Disclaimer: I only own Laurie and the other travel agents! I own nothing LotR! (Or Austin Powers, for that matter)
A/N: Just for the record, this is FANFICTION. If I completely mutilate Tolkien's characters suck it up and deal with it. I don't want to get flames complaining of "Legolas is almost 3000 years old! He would never…blahdy blahdy blah…" I DON'T CARE. It's my fanfic, and by George, I'll write it the way I want to write it! *gets off soapbox* Now, this was written when I had 4 free hours and had nothing better to do. The fic does brush into some Austin Powers-like plot, but that was just my brain on a half-pound of granola (I should really cut back on that stuff…). Sorry in advance--Ellie
Chapter One- The SS Middle Earth
"I'm, like, so totally spiffed out!" Legolas squealed as he and his comrade boarded the SS Middle Earth.
Gimli trudged along behind him with a disapproving look. "I don't see why you need me here."
"Giiiiiiiiiimliiiiiii!" Legolas turned and pouted down at him. "You're going to loooooove it! Lookie!" The elf tossed his blonde hair and whipped out a brochure given to him by his travel agent. "See? A Spa! And, and, cake! And, and…" He continued to giggle and obsess as his companion groaned.
Well, after the whole 'Ring-Thingie' (as he calls it), Legolas decided he needed a little break. He called Aragorn and got the name of his travel agent. Legolas Greenleaf was directed to Laurie Redmaple and she booked him a cabin for the maiden voyage of the SS M.E. Legolas had (literally) roped Gimli into joining him so he wouldn't be lonely. (Laurie was going as well, but she told him she'd be doing 'super-secret travel agent stuff' so he wouldn't see much of her.)
But Gimli felt that cruise ships were a waste of time. He could be off doing manly things, but instead he was stuck going to 'exotic places' and getting pedicures. 'Stupid elves. It's just a ship. And who's heard of Jamaica, anyway? And Puerto Rico? Where the hell is that?!'
Before he could continue his thought, Gimli was scooped up into Legolas' arms and was juggled as the energetic elf ran around looking for an elevator to get to the floor their cabin was on. As he jogged, delight was written all over his face as he saw pretty lights, shiny mirrors and hundreds of well-dressed elves milling about the huge space. When they finally reached a lift, the two friends packed into it. (With most of the occupants giving Gimli mean looks. Elves can be so racist! But the dwarf was seeing them upside-down, so from his point of view, they were smiling at him. Silly Gimli!) Getting off at floor nine, Legolas continued his former pace and started running down the hall to their left.

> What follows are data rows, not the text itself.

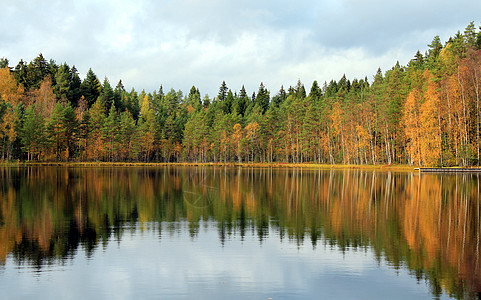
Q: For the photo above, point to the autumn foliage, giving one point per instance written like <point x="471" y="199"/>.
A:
<point x="426" y="113"/>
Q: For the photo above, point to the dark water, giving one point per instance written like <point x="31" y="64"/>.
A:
<point x="217" y="233"/>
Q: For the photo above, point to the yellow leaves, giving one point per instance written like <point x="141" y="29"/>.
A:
<point x="336" y="117"/>
<point x="144" y="109"/>
<point x="251" y="130"/>
<point x="9" y="90"/>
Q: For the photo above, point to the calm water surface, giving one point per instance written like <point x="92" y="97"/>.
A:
<point x="216" y="233"/>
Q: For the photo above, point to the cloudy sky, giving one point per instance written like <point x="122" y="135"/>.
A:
<point x="191" y="42"/>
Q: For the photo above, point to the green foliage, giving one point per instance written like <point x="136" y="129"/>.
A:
<point x="344" y="121"/>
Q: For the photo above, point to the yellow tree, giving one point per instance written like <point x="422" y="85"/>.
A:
<point x="237" y="136"/>
<point x="430" y="132"/>
<point x="11" y="92"/>
<point x="251" y="132"/>
<point x="411" y="126"/>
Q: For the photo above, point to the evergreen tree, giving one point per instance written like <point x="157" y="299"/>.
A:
<point x="91" y="87"/>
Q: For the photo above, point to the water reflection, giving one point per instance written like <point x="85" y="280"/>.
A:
<point x="427" y="223"/>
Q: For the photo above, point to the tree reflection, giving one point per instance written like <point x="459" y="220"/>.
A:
<point x="427" y="223"/>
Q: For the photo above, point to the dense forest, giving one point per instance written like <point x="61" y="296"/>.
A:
<point x="426" y="113"/>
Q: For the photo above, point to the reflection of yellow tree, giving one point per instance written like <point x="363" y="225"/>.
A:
<point x="428" y="223"/>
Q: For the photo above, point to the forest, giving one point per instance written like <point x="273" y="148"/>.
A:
<point x="426" y="113"/>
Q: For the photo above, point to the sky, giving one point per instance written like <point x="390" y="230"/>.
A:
<point x="178" y="44"/>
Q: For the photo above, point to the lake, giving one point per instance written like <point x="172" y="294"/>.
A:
<point x="257" y="233"/>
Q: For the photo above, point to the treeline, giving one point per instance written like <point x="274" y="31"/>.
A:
<point x="426" y="113"/>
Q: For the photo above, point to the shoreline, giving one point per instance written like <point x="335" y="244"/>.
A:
<point x="192" y="164"/>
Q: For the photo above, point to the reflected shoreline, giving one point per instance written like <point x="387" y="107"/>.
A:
<point x="427" y="222"/>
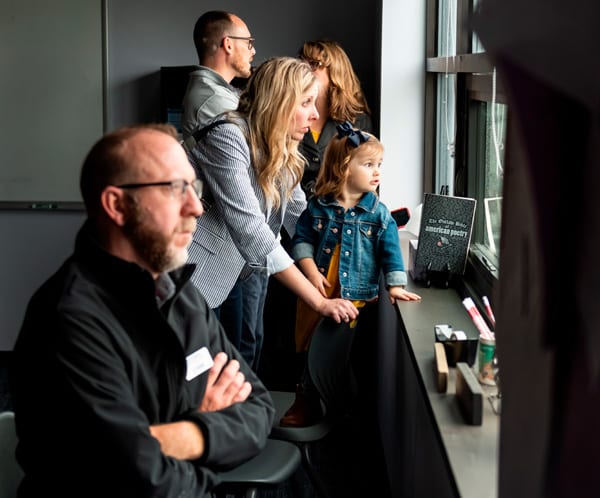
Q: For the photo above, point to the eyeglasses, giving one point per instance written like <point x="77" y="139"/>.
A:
<point x="249" y="38"/>
<point x="178" y="187"/>
<point x="314" y="64"/>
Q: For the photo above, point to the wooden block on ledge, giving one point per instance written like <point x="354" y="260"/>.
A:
<point x="469" y="394"/>
<point x="440" y="368"/>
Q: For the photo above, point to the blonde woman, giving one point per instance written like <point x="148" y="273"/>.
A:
<point x="252" y="167"/>
<point x="340" y="99"/>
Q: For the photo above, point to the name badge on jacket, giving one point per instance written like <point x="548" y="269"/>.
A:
<point x="197" y="363"/>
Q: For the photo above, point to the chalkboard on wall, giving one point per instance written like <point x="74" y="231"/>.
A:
<point x="51" y="97"/>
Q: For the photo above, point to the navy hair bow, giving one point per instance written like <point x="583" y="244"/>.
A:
<point x="355" y="137"/>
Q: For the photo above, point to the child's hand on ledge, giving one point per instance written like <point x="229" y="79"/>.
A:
<point x="398" y="292"/>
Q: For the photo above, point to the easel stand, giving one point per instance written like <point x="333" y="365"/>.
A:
<point x="439" y="278"/>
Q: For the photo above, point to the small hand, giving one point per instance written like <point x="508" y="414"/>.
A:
<point x="321" y="283"/>
<point x="401" y="293"/>
<point x="341" y="310"/>
<point x="225" y="386"/>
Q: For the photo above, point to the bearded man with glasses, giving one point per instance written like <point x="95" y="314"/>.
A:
<point x="123" y="381"/>
<point x="225" y="50"/>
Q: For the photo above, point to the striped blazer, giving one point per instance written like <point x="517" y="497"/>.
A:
<point x="239" y="232"/>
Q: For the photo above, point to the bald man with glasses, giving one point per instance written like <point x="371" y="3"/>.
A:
<point x="123" y="381"/>
<point x="225" y="50"/>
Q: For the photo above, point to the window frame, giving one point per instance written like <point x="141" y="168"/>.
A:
<point x="474" y="83"/>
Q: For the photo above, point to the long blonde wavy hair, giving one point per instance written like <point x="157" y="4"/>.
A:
<point x="346" y="97"/>
<point x="269" y="102"/>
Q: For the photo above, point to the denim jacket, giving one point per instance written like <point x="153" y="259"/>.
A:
<point x="369" y="244"/>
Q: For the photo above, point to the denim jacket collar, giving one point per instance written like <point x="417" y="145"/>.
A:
<point x="368" y="203"/>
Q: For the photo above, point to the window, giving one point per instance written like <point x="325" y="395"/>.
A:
<point x="465" y="131"/>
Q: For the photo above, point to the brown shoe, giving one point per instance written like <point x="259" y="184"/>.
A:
<point x="306" y="410"/>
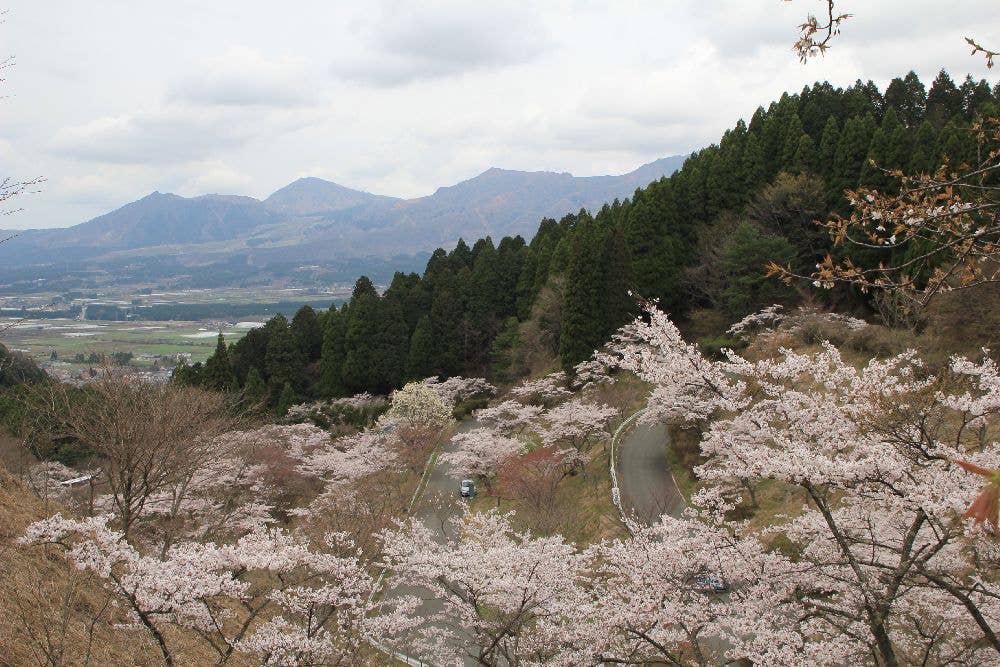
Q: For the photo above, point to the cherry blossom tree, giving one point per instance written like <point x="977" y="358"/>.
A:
<point x="144" y="438"/>
<point x="456" y="389"/>
<point x="546" y="391"/>
<point x="886" y="569"/>
<point x="534" y="478"/>
<point x="510" y="417"/>
<point x="576" y="423"/>
<point x="268" y="594"/>
<point x="348" y="459"/>
<point x="507" y="598"/>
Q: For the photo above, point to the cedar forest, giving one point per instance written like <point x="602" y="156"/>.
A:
<point x="700" y="238"/>
<point x="714" y="423"/>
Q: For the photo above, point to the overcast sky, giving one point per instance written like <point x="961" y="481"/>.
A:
<point x="112" y="99"/>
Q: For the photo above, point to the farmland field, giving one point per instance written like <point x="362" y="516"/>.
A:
<point x="144" y="340"/>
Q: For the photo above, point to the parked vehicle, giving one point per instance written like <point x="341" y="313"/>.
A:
<point x="710" y="583"/>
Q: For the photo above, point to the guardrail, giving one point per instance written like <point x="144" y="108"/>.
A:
<point x="616" y="495"/>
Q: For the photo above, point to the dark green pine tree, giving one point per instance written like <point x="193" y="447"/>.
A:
<point x="828" y="146"/>
<point x="331" y="364"/>
<point x="852" y="152"/>
<point x="286" y="399"/>
<point x="924" y="158"/>
<point x="284" y="361"/>
<point x="482" y="303"/>
<point x="944" y="100"/>
<point x="793" y="133"/>
<point x="460" y="257"/>
<point x="408" y="291"/>
<point x="619" y="305"/>
<point x="392" y="347"/>
<point x="806" y="158"/>
<point x="420" y="360"/>
<point x="584" y="319"/>
<point x="956" y="144"/>
<point x="361" y="338"/>
<point x="447" y="313"/>
<point x="724" y="184"/>
<point x="250" y="352"/>
<point x="218" y="374"/>
<point x="511" y="254"/>
<point x="752" y="164"/>
<point x="974" y="96"/>
<point x="744" y="257"/>
<point x="890" y="149"/>
<point x="650" y="247"/>
<point x="255" y="390"/>
<point x="908" y="97"/>
<point x="307" y="333"/>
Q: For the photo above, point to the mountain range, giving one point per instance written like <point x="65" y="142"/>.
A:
<point x="316" y="221"/>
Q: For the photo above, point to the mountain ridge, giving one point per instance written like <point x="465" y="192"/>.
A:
<point x="315" y="220"/>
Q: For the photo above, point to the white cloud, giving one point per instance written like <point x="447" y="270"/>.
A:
<point x="244" y="77"/>
<point x="214" y="177"/>
<point x="413" y="42"/>
<point x="110" y="101"/>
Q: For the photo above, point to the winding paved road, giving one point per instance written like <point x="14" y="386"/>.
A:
<point x="438" y="504"/>
<point x="647" y="487"/>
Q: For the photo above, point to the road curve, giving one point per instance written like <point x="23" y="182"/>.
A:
<point x="648" y="489"/>
<point x="435" y="508"/>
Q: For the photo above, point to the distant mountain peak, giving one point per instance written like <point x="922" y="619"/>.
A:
<point x="311" y="195"/>
<point x="313" y="219"/>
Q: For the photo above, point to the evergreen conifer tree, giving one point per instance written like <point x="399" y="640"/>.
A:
<point x="286" y="399"/>
<point x="218" y="374"/>
<point x="307" y="333"/>
<point x="255" y="390"/>
<point x="420" y="360"/>
<point x="284" y="361"/>
<point x="334" y="351"/>
<point x="584" y="319"/>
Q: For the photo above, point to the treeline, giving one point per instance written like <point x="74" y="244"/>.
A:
<point x="697" y="239"/>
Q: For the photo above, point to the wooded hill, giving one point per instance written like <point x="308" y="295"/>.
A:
<point x="698" y="239"/>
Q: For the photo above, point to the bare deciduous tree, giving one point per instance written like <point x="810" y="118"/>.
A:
<point x="143" y="437"/>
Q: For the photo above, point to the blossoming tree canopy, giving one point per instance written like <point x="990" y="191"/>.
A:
<point x="269" y="594"/>
<point x="480" y="453"/>
<point x="417" y="404"/>
<point x="881" y="551"/>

"987, 985, 983, 981!" The elf exclaimed. He dropped Gimli like a hot potato and searched his pockets for his key card. The dwarf grumbled and brushed himself off just as Legolas opened the door, but he snapped his head up when the blonde squealed. "Our luggage is here already! See, Gummy?" Gimli reddened at the use of his nickname. "We get to be…pampered!!!" The elf jumped onto the nearest bed sprawled himself out. Gimli strutted to the bed his roommate didn't occupy and sat down.
The covers on the bed were in bright striped colors and the walls were textured. On the far side of the room was a door that led to the balcony, and a long mirror sat along the wall facing their beds. "It's…interesting…" Gimli started.

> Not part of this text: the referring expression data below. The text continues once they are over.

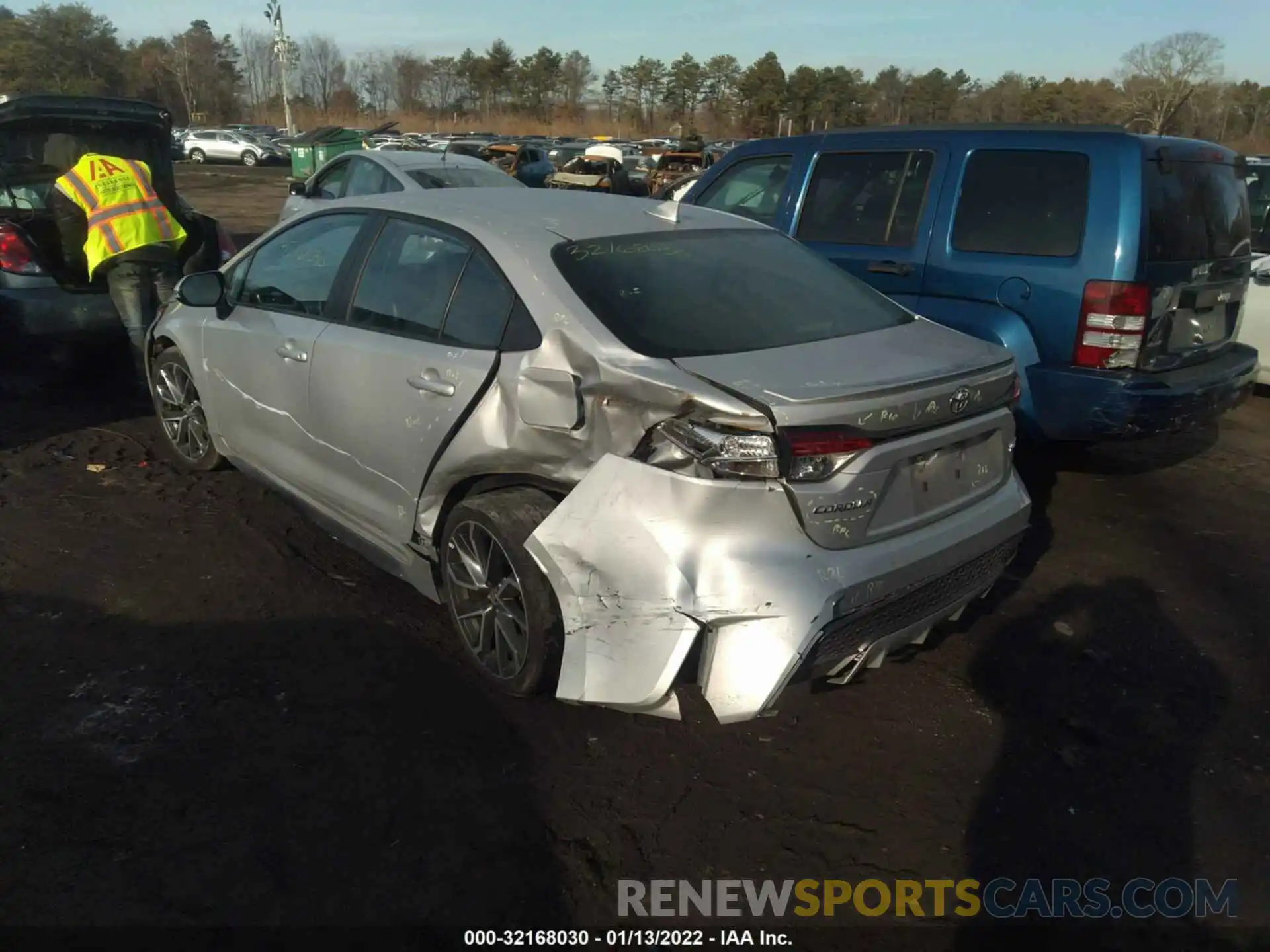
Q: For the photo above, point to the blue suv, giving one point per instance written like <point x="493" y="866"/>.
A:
<point x="1111" y="264"/>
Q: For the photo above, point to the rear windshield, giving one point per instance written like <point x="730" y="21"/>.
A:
<point x="719" y="291"/>
<point x="1198" y="212"/>
<point x="462" y="177"/>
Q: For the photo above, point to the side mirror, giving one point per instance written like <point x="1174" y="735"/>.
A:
<point x="201" y="290"/>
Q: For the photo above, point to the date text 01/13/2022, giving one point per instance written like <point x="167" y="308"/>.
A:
<point x="625" y="938"/>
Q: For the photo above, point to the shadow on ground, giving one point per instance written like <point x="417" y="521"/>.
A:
<point x="48" y="393"/>
<point x="1105" y="707"/>
<point x="284" y="772"/>
<point x="1039" y="465"/>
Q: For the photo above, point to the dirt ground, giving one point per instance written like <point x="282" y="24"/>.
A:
<point x="212" y="714"/>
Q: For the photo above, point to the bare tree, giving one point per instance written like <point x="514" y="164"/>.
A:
<point x="323" y="70"/>
<point x="1160" y="77"/>
<point x="411" y="73"/>
<point x="375" y="79"/>
<point x="258" y="65"/>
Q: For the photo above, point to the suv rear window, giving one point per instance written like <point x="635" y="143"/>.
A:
<point x="719" y="291"/>
<point x="1019" y="202"/>
<point x="1197" y="212"/>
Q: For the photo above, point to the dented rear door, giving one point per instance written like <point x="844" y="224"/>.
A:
<point x="396" y="377"/>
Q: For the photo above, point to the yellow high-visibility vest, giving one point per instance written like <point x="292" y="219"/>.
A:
<point x="124" y="212"/>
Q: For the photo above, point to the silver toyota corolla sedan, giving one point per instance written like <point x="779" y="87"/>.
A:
<point x="605" y="432"/>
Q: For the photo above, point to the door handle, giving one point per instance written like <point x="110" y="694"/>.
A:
<point x="901" y="268"/>
<point x="429" y="382"/>
<point x="290" y="352"/>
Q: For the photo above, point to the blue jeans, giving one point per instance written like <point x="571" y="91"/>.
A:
<point x="134" y="288"/>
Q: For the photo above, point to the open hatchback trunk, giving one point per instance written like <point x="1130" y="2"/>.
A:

"It's beautiful, Gummy!" Legolas sat back up, his long hair a mess. "Lets explore! Lets explooooooorrrrrre!" He whined and bounced on the bed.
Gimli muttered, "You act like you're 3, not 3,000…" Legolas took that as a 'please-take-me-with-you-Leggy-love!' so he hoisted Gimli onto his back (despite the little man's protests) and skipped merrily out of the room.